Keras 2.x Projects
上QQ阅读APP看书,第一时间看更新

Basic regression concepts

Regression is an inductive learning task that has been widely studied, and is widely used in practical applications. Unlike classification processes where you are trying to predict discrete class labels, regression models predict numeric values.

From a set of data, we can find a model that describes observations by the use of regression algorithms. For example, we can identify a correspondence between the input variables and output variables of a given system. One way to do this is to postulate the existence of some kind of mechanism for the parametric generation of data. This, however, does not contain the exact values of the parameters. This process typically makes reference to statistical techniques.

The extraction of general laws from a set of observed data is called induction, as opposed to deduction, in which we start from general laws and try to predict the value of a set of variables. Induction is the fundamental mechanism underlying the scientific method in which we want to derive general laws (typically described in mathematical terms), starting from the observation of phenomena.

The observation of the phenomena requires the measurement of a set of variables, and the subsequent acquisition of measured data. Then, the resulting model can be used to make predictions on additional data. The overall process is so that we start from a set of observations, and we aim to make predictions on new situations, which is called inference.
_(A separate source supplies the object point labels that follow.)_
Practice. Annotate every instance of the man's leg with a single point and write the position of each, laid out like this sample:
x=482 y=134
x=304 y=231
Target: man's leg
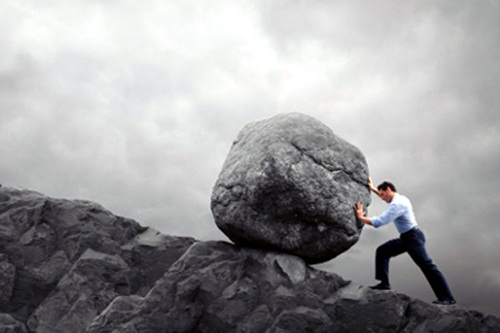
x=383 y=254
x=417 y=251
The generalization ability of the regression model is crucial for all other machine learning algorithms as well. Regression algorithms must not only detect the relationships between the target function and attribute values in the training set, but they also generalize them so that they may be used to predict new data.

It should be emphasized that the learning process must be able to capture the underlying regimes from the training set and not the specific details. Once the learning process is completed through training, the effectiveness of the model is tested further on a dataset named testset.